Any of your friendly neighborhood Nuova Simonelli or Rancilio dealers could set you up with a machine, parts, and support for these machines. I think if you thought really hard you could find, erhmm, someone, to hook you up... even if they were, say, 3-1/2 hours or so away.

Does that help?
Wondering if we could get a price break if we ordered a few of these together....

http://www.keesvanderwesten.com/news/Cremas-amazing-espresso-machin...
I would suggest that you take a look at Idrocompresso by Kees Van Der Westen. I have one of his Speedster machines and love it. I bought mine from Nasi Kajani at CoffeeShop Solutions. He was a pleasure to do with.

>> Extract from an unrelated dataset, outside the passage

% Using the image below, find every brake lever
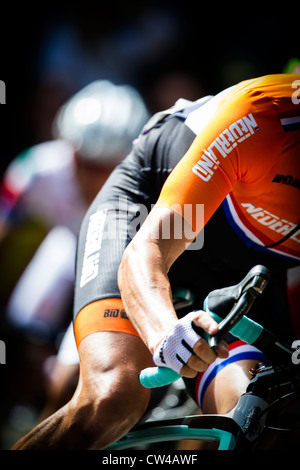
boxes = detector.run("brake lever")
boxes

http://www.keesvanderwesten.com/mirage-idrocompresso.html
http://www.coffeeshopsolutions.com/
So, being the espresso rookie that I am, and given the fact that the only espresso machines I have been able to work with have been simple on/off La Marzoccos, not the programmed variety, one of my problems is getting used to stopping the shot. My understanding about the Idrocompresso is that the shot stops when the piston returns to the bottom. With proper timing on pulling and holding the lever down, I can virtually guarantee a properly timed shot, provided I did my job with the dosing and tamp.

Am I understanding this aspect correctly?